Holidays have been celebrated differently since the outbreak of COVID-19 in late 2019. Easter was among the first major holidays to be celebrated differently in 2020, and celebrations likely won't return to normal in 2021.
Celebrations and social distancing make strange bedfellows. However, it's possible for people to safely celebrate Easter with their loved ones.
• Watch virtual Mass together. Though it might not be the same as attending Mass in person together as a family, watching virtual Mass together can allow families to engage with their faith alongside one another. If the weather permits, use a projector and set it up outside so families can safely watch in the backyard. Make sure everyone wears masks and keeps their distance. If the weather is not cooperating, families can still watch Mass together, even if they're not gathered in the same space. Set up a family Zoom call via a smartphone or laptop and then ask all on the call to watch a live stream of Mass on another device.

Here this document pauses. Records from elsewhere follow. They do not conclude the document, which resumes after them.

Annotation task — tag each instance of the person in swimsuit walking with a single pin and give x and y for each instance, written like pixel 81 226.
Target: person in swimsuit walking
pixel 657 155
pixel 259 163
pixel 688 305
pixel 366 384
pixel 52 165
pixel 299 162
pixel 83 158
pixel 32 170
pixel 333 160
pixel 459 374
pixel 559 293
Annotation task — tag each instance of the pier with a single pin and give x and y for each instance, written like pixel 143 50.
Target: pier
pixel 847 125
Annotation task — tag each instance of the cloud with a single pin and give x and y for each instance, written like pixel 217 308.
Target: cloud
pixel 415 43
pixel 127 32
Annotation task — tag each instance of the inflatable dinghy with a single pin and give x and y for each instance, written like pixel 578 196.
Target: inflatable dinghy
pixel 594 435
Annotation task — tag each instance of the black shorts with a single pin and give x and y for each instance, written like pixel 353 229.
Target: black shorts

• Take Easter brunch outside. An outdoor brunch provides another way for families to gather this Easter without compromising their health. Brunch makes more sense than dinner since it can be eaten in early afternoon when the weather is likely to be warmer than it will be at dinnertime. Heat lamps can add some warmth to outdoor Easter brunches.
• Host an egg hunt in the backyard. The Easter egg hunt is one tradition that need not be sacrificed during the pandemic. Easter egg hunts traditionally take place outdoors, and children can wear masks like many are already doing when going to school or participating in sports and other extracurricular activities.
• Host an Easter movie night. Families isolating and spending the day with only those in their own households can watch a movie that commemorates their Christian faith. Various films are set around Easter, including the classic "The Greatest Story Ever Told" (1965) starring Max von Sydow and Claude Rains and the more recent "Risen" (2016), which focuses on efforts by a Roman military tribune named Clavius (Joseph Fiennes) who is tasked with investigating what happened to Jesus Christ's body after the Crucifixion.
Families can embrace some old and new traditions as they celebrate Easter in the era of social distancing.